An investor by the name of Paul Gambles pointed out that Janet Yellen’s testimony before congress reminded him of the the movie Being There staring Peter Sellers.  As soon as he said that it hit me that he was right.  I watched the testimony and beside being bored out of my mind I also found myself at times thinking what in God’s name is she talking about.  She makes no sense at times.  Why is the better part of the financial community listening to this drivel?  Primarily because we all think that behind the Fed speak there must be some deep intellect brewing.  Unfortunately Janet is Chauncey Gardener.
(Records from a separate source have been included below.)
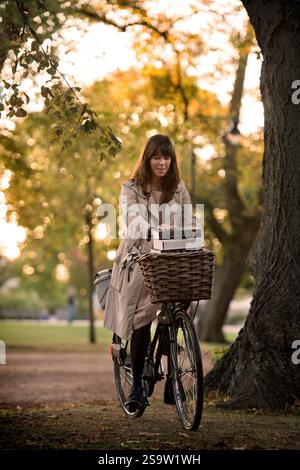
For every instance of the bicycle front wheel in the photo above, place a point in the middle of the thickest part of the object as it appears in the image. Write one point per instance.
(187, 371)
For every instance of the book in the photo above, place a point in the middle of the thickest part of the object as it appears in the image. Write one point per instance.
(184, 243)
(176, 233)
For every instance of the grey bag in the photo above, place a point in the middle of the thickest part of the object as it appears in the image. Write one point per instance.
(101, 283)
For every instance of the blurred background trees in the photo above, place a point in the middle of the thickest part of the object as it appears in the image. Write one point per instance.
(56, 183)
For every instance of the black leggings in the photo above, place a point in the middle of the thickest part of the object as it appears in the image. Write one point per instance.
(138, 349)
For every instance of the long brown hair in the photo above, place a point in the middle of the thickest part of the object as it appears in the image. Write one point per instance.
(158, 144)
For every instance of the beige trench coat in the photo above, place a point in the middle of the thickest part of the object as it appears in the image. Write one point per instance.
(125, 288)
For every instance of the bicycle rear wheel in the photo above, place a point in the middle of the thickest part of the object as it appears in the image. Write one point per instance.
(123, 373)
(187, 371)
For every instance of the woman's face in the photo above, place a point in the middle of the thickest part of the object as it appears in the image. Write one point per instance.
(160, 165)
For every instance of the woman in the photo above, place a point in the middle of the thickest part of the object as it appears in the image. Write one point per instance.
(129, 312)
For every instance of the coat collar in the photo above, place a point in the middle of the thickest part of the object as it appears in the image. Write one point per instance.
(137, 188)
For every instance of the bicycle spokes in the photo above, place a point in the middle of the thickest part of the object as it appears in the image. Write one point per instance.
(187, 372)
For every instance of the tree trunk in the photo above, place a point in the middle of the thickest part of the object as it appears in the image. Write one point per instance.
(258, 370)
(92, 335)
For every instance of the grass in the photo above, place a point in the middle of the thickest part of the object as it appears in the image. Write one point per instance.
(65, 337)
(52, 337)
(103, 426)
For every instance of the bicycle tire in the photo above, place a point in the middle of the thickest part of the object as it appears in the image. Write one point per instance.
(123, 376)
(187, 377)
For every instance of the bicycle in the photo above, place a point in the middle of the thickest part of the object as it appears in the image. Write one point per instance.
(175, 337)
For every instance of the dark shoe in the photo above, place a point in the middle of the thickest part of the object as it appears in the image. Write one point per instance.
(135, 399)
(165, 344)
(169, 398)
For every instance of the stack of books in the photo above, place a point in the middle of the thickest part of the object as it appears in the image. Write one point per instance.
(177, 239)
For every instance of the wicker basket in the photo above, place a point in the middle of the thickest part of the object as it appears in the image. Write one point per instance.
(178, 276)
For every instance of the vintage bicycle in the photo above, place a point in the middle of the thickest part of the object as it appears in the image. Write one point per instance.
(174, 279)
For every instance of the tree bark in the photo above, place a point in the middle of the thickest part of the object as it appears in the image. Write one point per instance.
(258, 370)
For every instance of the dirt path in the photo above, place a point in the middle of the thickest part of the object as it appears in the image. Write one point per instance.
(67, 400)
(32, 378)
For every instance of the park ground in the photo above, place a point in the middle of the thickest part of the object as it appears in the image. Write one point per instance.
(57, 392)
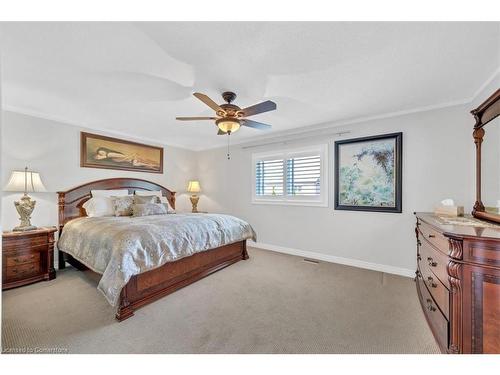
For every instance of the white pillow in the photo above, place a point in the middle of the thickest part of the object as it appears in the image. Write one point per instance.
(109, 193)
(158, 194)
(145, 193)
(170, 210)
(99, 206)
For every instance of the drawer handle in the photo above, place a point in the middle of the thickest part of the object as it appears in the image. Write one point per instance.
(23, 271)
(431, 281)
(18, 260)
(431, 261)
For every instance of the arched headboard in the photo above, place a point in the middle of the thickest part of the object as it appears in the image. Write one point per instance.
(71, 201)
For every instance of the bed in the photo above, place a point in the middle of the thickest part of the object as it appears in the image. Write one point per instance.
(148, 282)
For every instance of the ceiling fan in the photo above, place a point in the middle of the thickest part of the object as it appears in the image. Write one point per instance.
(229, 116)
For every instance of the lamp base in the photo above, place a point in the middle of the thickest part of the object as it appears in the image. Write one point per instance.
(194, 202)
(21, 228)
(24, 208)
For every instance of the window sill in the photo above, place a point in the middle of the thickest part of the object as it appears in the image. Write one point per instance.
(290, 202)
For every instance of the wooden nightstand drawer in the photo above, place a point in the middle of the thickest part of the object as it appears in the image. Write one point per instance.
(439, 292)
(14, 261)
(24, 242)
(435, 261)
(434, 237)
(27, 257)
(23, 271)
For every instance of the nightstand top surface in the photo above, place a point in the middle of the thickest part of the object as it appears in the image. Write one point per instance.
(39, 230)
In the movie Being There Chauncey is a simple-minded gardener who has spent all his life in the Washington D.C. house of an old man. When the man dies, he is put out on the street with no knowledge of the world except what he has learned from television.  After getting hit by a limousine, he ends up a guest of a woman (Eve) and her husband Ben, an influential but sickly businessman.  Chauncey becomes friend and confidante to Ben, and an unlikely political insider in Washington.  Because he is the friend of Ben everyone thinks he must be someone special.  In reality he is a simpleton who basically speaks gibberish about his garden and eventually gives advice to the President of the United States.  It is great movie.  The main theme of the movie is that many people misunderstand the utterances of this simpleton but assume he must be brilliant if he is friends with Ben.  When Chauncey speaks people hear what they want to hear.  Obviously in the haze of the Fed speak we all basically hear what we want to hear because quite frankly it really is gibberish.  It is designed to be gibberish.  Because Janet is the head of the Fed she must be brilliant right?  The other theme of the movie is that just being there at the right time through happenstance can make someone an important influence on history.  Janet is more than likely to preside over the largest debt deflations the world has ever seen.

Check out these two videos and you will see the similarities in the gibberish spoken.  The global financial system rests with this woman.  In her testimony she made no mention of the $9 trillion in dollar denominated debt in the Emerging Markets that is ripping a hole in these economies and currencies as the dollar rises.  Is she aware of this problem?